Federal Reserve Chair Janet Yellen gave the U.S. economy a nearly clean bill of health, two days before Donald Trump arrives at the White House.
"Now, it's fair to say, the economy is near maximum employment and inflation is moving toward our goal," Yellen said in a speech Wednesday in San Francisco Wednesday, where she was detailing the purpose of the Fed.
She touted the economy's performance over the last several years, noting that over 15 million jobs had been added since 2010, and that unemployment had dropped to 4.7% from 10% in 2009.
But she admitted the economy's recovery has "been a long, slow slog."

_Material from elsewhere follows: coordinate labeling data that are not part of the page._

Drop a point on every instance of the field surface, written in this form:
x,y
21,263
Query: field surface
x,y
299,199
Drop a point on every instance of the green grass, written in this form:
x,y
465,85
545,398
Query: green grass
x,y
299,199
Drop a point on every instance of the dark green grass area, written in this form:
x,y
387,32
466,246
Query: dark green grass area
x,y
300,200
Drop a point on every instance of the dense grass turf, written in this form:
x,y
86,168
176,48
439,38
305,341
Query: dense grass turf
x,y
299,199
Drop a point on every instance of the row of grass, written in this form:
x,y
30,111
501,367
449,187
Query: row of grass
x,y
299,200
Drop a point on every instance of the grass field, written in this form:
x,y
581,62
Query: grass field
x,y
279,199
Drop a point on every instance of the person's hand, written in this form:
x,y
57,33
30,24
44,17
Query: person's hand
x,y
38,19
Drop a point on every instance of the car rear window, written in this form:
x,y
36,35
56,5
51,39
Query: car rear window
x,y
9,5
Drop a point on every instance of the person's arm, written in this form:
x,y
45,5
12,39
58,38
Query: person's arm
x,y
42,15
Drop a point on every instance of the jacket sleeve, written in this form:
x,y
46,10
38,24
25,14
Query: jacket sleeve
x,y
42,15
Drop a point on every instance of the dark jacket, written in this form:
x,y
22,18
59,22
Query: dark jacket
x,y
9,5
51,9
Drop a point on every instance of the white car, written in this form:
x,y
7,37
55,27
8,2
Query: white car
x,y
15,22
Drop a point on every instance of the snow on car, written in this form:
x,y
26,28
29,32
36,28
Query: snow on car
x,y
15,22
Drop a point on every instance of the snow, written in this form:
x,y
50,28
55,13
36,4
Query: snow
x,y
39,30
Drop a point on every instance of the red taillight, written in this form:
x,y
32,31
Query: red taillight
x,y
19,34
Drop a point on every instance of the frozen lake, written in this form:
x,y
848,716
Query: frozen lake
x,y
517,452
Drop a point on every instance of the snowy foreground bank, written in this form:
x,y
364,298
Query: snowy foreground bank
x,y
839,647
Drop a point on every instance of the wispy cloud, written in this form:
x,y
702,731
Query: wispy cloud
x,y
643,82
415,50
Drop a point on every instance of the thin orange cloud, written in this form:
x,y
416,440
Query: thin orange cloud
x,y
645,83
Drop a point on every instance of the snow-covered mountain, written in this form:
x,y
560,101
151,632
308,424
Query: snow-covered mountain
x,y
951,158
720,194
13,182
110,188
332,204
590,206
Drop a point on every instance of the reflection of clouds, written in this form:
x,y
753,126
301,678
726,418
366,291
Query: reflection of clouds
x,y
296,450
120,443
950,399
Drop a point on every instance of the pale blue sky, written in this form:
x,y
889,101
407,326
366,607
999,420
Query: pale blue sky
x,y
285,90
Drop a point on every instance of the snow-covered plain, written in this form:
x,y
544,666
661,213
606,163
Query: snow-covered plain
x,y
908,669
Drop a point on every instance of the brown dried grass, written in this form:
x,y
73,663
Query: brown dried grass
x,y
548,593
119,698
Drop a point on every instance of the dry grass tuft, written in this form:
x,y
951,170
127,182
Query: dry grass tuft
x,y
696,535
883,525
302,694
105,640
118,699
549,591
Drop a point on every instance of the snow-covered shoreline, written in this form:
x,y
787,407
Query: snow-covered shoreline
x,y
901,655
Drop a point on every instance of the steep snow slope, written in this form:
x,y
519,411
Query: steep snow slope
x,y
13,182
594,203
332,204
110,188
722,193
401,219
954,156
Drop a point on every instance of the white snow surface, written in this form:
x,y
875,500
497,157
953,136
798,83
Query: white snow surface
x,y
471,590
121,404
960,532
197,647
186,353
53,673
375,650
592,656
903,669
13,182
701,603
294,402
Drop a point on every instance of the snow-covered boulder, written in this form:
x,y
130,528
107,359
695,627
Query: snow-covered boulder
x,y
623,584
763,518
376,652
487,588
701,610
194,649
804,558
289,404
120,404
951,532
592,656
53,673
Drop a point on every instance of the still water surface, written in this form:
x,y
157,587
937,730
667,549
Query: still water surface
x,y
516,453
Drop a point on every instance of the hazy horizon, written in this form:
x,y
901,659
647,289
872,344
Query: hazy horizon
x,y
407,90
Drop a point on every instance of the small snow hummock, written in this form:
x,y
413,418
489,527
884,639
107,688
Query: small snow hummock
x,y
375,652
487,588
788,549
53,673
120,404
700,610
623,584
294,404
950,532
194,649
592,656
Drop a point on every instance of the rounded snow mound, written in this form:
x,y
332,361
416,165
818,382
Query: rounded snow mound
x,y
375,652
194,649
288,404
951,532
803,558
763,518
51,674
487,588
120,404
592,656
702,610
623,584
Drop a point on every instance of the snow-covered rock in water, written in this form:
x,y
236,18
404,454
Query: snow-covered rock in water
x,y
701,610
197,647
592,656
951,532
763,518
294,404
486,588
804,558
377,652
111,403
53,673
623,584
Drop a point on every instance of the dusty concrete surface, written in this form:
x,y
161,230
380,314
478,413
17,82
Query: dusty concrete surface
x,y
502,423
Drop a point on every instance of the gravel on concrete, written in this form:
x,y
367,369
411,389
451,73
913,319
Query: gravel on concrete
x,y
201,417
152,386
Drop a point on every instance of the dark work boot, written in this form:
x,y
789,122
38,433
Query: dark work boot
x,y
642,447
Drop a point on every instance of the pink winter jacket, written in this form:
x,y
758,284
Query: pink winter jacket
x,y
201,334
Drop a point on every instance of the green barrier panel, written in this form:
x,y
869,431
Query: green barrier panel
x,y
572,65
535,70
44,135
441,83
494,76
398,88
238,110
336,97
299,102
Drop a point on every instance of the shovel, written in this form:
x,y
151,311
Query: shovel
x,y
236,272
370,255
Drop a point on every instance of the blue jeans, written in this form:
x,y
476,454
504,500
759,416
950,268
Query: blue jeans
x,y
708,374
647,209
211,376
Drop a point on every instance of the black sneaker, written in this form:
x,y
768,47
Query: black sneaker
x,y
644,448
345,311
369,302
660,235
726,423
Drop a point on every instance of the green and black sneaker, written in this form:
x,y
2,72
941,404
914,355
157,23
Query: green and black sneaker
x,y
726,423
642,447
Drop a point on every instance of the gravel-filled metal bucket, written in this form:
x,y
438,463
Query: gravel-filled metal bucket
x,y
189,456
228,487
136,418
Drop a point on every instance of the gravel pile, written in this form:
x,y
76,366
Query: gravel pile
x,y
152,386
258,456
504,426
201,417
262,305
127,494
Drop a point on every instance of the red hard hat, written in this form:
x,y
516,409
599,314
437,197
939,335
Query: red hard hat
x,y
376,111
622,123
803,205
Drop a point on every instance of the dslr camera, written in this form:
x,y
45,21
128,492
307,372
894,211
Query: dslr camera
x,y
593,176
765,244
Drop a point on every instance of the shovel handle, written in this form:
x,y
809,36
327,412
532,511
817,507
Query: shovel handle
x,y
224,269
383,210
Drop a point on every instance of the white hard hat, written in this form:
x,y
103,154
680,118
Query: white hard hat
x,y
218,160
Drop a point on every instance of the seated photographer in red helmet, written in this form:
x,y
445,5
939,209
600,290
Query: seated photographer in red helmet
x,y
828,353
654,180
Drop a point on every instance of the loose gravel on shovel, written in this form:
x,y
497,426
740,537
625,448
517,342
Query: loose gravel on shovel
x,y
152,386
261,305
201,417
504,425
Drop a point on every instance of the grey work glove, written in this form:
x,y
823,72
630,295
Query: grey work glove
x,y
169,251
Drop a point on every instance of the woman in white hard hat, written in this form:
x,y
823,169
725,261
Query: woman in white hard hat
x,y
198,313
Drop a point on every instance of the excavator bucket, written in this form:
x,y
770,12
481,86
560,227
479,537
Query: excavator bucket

Yellen reiterated that she and other Fed leaders expect to raise rates a "few times a year" until 2019.
As recently as December, 11 of the 17 members of the Fed estimated they would raise rates three or more times in 2017.
However, she emphasized that forecast could change significantly depending on the economy's performance in the Trump era. Some Fed leaders believe Trump's plans to spend big on infrastructure could push inflation higher, which would make the Fed raise rates faster.
She made no reference to Trump, who heavily criticized her during the campaign. Trump said in September Yellen should be "ashamed of herself" for keeping interest rates so low.
Yellen spent much of her speech explaining the purpose of the Fed and the impact of its policy on ordinary Americans.
Rising interest rates "means that, although the interest rates you pay on, say, your auto loan or mortgage or credit card likely will creep higher, they probably will not increase dramatically."
While Yellen did not mention Trump or other Republicans who have criticized the Fed, she noted that an independent central bank is best for the U.S. economy.
"The structure established for the Federal Reserve back then intentionally insulates us from short-term political pressures so we can focus on what's best for the American economy in the longer run," Yellen concluded.